The Twelfth Ministerial Conference (MC12) of the World Trade Organization (WTO), to be held in Nur-Sultan, Kazakhstan, in June 2020, is slated to see significant updates on the joint initiatives launched just over two years ago in Buenos Aires, Argentina. Among these processes are the structured discussions now underway to possibly develop a multilateral framework on investment facilitation, which currently involves 98 WTO Members as signatories. This framework, according to the joint statement that launched this process in December 2017, “shall not address market access, investment protection, and investor-state dispute settlement,” and would encompass a set of areas designed at “facilitating foreign direct investments” (WTO, 2017b).
Whether this framework will be completed in time for the Kazakhstan conference remains unclear at this stage. The signatories of the joint statement are instead looking to see a “meaningful outcome” in June 2020, according to an update provided by the coordinator of the structured discussions, Chilean Ambassador to the WTO Eduardo Gálvez, during the WTO Public Forum in October 2019 (WTO, 2019b). The exact nature of that outcome remains to be determined and will depend on the various substantive meetings planned from February to June 2020.

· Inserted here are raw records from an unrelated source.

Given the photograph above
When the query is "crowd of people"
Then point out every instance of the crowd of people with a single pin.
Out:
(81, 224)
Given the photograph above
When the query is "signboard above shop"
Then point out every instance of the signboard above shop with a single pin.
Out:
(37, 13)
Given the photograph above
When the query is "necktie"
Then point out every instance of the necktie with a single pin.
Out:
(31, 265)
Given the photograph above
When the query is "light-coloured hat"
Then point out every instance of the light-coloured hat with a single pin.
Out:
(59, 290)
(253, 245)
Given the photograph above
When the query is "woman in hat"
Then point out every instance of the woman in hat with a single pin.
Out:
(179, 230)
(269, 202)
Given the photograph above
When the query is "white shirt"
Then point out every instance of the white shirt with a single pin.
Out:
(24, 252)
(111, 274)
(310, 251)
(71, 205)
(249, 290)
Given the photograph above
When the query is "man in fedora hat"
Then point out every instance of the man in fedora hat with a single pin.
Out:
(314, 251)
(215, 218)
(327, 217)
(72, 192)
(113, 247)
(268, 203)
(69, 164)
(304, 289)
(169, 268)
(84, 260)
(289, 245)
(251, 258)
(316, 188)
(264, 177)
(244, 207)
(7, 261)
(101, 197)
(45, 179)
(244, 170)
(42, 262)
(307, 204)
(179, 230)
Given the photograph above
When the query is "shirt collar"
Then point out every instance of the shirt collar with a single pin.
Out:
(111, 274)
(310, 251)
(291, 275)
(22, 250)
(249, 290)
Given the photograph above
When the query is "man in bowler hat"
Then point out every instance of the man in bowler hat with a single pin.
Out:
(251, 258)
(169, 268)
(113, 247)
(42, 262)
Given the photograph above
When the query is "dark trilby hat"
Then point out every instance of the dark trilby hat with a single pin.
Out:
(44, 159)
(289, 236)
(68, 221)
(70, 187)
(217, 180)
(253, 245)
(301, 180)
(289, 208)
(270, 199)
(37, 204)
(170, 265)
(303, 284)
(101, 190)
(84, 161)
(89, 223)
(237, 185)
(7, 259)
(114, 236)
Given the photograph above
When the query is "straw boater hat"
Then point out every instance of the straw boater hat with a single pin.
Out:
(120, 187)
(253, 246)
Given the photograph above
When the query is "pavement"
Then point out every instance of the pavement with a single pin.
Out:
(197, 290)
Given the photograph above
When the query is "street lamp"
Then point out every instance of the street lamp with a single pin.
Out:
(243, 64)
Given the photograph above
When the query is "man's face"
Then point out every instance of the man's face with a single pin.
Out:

This negotiating brief provides an overview of the structured discussions on investment facilitation. It outlines the current state of play as of January 20, 2020, while providing a detailed description of the process and context.The brief is designed for trade negotiators and places these discussions within the wider WTO context, both on investment-related issues and in relation to other developments involving the multilateral trading system.
The investment facilitation discussions are also notable in how they could widen the scope of investment governance issues brought into the realm of international trade governance.This negotiating brief therefore examines which investment-related issues are already captured in current WTO rules and how. It also notes the work underway at the national, regional and international levels on other areas of international investment governance, such as investment protection and market access, as well as investment facilitation efforts that have already taken place outside the WTO context.